High up in the mountain regions of Northwest Nepal, winter has always meant long days with little to eat from November through March. Temperatures rarely creep above freezing, making growing anything except winter wheat a near-impossible task.
This is starting to change thanks to the Nepal Agriculture Food Security Project, a US$58 million project funded by the Global Agriculture and Food Security Program (GAFSP) and the Government of Nepal. For the first time in Nepal, three government ministries—the Ministry of Agricultural Development, the Ministry of Health, and the Ministry of Livestock Development—are working closely to jointly implement the project with technical support from the U.N. Food and Agriculture Organization (FAO). Through the project, farmers are receiving support to diversify the crops and breeds of animals they are working with, and nutrition training has helped reduce maternal and child malnutrition—a serious problem in these remote rural villages.
The project has made funding available to farmers to set up plastic polytunnels or greenhouses in the most remote mountain areas. These greenhouses—often perched on tiny terraces that are no more than 4.5 meters (15 feet) wide—allow farmers to grow spinach and other green vegetables year-round. Combined with the introduction of new breeds of chickens that produce more meat and eggs, a reliable source of protein to farming families, nutrition levels in the project communities are starting to improve.
But producing more food is only one part of the solution. Women from within the communities have formed groups that meet regularly, usually convened by a local nutrition expert. During these meetings, they share recipes and techniques they have developed to incorporate the new foods into their diets. This has helped raise awareness among people within the communities on the importance of balanced diets. Now that farmers are seeing the benefits of a more nutritious diet, they are including vegetables when planning what to grow and can produce them year-round in the greenhouses.
Boosting incomes vital for long-term change
With 25.2 percent of Nepal’s population living below the poverty line and agriculture by far the largest source of livelihood in the country, investing in agriculture is key to eradicating hunger but is also vital for boosting incomes. Women make up 65 percent of the agricultural workforce in Nepal, but their access to health care, nutrition, and education, and their ability to participate in decisionmaking within their communities is significantly less than men.
By supporting local seed cooperatives and introducing new breeds of goats that command a much better price in the markets across Nepal, the project is helping farmers to establish a regular source of income.
Kaushila Thapa, a seed farmer who is part of the project, says, “I barely had enough money for household costs and for savings. But now, both my husband and I save money every month.” With the money, she has been able to get access to health services and send her kids to school—something that previously she could not afford to do.
Kaushila and other women in her community have found that having their own income has changed the power dynamics within their families. “It used to be only men who worked outside and in the fields. But now women know that they can do anything,” she says.
Her experience was echoed by Hastikala Birkatta Magar who runs a goat farm, a job typically done by men. She explained that her husband used to keep the money raised from selling their goats, but she is now expanding the farm and investing in the local farming cooperative. She has plans to register her company and make the farm bigger. Not only can she put food on the table for her family but she has gained independence, something she values highly.
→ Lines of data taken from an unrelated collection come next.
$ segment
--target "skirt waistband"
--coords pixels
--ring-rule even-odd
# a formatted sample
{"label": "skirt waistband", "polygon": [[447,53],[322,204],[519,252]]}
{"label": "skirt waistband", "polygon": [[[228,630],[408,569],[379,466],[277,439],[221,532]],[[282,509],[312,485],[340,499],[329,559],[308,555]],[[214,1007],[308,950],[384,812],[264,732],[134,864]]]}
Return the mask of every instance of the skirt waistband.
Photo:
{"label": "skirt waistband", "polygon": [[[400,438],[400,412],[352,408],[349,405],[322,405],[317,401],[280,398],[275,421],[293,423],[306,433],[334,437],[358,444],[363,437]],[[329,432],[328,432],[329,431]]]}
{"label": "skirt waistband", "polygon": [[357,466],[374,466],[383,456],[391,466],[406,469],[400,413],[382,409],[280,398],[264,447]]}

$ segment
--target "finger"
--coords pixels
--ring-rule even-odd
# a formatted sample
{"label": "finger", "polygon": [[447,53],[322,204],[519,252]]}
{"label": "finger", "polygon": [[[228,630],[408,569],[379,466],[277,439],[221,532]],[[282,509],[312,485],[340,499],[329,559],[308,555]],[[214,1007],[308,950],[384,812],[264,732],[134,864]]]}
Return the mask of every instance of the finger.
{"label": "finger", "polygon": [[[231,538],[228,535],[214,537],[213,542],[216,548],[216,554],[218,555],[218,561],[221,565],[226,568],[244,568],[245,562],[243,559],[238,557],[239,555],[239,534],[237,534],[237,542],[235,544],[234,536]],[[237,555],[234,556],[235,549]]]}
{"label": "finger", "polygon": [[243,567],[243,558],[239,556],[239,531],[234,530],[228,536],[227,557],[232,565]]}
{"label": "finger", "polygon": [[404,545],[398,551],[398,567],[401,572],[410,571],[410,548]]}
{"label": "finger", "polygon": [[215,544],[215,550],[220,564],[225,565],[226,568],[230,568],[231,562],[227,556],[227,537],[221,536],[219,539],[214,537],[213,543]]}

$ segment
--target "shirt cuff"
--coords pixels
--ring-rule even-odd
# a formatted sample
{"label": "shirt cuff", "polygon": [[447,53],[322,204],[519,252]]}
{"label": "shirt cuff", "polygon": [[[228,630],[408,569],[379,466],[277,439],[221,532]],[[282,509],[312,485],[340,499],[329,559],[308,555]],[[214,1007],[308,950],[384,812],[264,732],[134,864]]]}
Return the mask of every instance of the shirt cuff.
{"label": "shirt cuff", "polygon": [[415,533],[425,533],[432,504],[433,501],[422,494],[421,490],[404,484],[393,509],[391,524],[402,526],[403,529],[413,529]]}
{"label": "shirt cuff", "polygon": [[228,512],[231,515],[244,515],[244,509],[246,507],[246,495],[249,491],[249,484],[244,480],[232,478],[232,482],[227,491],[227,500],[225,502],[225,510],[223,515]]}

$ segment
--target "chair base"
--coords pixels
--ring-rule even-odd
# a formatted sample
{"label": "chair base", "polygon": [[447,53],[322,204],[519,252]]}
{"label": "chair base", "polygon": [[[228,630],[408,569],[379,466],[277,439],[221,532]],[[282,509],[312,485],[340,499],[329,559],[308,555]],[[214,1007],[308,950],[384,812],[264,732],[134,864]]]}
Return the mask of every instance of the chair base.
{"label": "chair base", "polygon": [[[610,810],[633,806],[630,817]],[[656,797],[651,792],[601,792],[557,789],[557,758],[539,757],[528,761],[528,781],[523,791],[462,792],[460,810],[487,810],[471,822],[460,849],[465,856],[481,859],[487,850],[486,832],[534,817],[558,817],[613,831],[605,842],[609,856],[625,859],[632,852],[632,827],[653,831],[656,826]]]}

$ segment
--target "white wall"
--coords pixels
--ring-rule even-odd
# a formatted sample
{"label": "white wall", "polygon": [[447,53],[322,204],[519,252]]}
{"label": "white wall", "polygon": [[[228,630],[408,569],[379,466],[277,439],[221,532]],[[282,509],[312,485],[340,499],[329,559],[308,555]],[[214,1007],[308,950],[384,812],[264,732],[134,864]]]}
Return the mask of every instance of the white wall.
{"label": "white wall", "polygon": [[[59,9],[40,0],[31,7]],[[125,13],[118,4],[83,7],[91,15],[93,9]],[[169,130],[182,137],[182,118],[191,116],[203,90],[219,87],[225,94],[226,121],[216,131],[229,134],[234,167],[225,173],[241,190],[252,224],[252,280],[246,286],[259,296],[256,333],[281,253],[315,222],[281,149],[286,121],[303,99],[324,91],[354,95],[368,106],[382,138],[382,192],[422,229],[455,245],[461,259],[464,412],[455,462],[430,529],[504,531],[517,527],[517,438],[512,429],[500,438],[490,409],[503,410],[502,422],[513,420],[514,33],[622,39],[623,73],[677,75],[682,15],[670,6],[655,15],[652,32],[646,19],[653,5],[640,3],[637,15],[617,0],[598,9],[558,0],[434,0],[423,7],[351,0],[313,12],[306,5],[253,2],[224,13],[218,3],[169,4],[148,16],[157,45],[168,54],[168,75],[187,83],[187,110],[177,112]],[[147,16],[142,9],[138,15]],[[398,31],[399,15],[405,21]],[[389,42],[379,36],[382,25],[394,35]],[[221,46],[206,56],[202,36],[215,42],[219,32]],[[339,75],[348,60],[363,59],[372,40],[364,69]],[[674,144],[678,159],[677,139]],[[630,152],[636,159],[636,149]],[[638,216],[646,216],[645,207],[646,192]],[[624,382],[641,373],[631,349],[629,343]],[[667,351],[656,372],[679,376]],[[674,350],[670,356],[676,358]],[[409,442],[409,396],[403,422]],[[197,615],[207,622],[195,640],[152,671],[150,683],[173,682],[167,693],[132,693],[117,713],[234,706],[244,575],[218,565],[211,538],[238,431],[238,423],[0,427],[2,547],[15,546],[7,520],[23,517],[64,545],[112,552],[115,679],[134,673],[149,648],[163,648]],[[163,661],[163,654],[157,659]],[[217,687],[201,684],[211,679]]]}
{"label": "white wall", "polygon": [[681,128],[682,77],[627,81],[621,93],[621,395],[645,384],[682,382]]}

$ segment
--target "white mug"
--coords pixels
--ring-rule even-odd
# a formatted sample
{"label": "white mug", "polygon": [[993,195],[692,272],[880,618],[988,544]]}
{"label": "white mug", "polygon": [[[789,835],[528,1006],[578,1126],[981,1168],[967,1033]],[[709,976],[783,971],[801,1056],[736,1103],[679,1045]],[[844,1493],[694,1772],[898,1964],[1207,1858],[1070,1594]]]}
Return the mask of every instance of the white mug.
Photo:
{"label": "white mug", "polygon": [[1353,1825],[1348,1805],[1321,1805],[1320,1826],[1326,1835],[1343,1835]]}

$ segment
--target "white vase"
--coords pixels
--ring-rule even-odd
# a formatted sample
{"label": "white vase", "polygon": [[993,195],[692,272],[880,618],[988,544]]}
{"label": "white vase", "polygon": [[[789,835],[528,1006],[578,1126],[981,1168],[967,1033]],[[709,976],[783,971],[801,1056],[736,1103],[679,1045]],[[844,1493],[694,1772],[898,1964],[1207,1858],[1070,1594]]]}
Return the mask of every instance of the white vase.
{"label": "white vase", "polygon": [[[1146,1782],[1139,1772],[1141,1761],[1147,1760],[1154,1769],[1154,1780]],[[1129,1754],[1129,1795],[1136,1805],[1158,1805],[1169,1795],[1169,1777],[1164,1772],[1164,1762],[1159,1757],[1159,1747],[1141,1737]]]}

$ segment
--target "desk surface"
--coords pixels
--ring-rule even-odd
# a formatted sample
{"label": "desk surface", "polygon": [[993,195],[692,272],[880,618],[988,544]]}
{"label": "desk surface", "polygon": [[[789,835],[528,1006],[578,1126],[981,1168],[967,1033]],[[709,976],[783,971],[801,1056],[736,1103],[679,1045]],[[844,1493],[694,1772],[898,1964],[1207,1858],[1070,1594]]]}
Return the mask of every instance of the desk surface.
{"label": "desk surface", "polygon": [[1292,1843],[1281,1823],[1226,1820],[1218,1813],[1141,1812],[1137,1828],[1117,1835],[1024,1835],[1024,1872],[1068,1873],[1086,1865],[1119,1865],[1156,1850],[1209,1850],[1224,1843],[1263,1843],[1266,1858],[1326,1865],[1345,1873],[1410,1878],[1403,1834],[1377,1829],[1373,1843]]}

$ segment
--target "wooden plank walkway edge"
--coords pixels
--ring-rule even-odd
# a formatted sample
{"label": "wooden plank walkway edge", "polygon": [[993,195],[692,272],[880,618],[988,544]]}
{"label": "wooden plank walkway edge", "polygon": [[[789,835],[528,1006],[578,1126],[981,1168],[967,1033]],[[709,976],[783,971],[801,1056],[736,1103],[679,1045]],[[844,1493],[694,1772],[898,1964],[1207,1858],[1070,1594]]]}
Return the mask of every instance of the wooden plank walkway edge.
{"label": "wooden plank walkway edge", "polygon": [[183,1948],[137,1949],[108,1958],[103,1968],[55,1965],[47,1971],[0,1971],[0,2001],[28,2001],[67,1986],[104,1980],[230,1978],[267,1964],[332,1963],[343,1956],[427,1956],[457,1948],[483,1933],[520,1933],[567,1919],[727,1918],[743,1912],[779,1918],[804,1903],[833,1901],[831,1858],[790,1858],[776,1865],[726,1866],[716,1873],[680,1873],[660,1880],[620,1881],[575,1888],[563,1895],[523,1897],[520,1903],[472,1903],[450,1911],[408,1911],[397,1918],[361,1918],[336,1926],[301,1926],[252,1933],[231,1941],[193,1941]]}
The GAFSP: One of the most efficient multi-stakeholder funds
In total, 93 percent of available GAFSP programs go into grants to the world’s poorest countries, making it one of the most efficient multi-stakeholder funds and able to reach the local farmers that produce the majority of the world’s food. But despite the successes in Nepal, the future of the GAFSP is uncertain. It was set up at the 2009 G-20 Summit in Pittsburgh in response to the global food price crisis, when world leaders recognized that investment in local agriculture in countries where food insecurity was highest was urgently needed to tackle global hunger.
Despite having supported projects in more than 30 countries across Africa, Asia, and the Americas, the U.S. Under Secretary of the Treasury for International Affairs announced in November 2017 that the U.S. is not expecting to make any future contributions to GAFSP. As the main investor in the fund, the U.S. withdrawal will significantly impact efforts to fight poverty in some of the world’s poorest countries.
Given the right support, local communities know what is needed to reduce hunger and poverty. But the number of people going hungry around the world has increased in the past couple of years and fears are being raised about a new food crisis. It’s vital that funds like the GAFSP that give local farmers more control over how the money is spent can continue. By investing in local farmers, not big agribusiness, we can eradicate global hunger and reduce poverty. World leaders recognized it when the last food crisis hit. Now they need to act to make sure these investments can continue.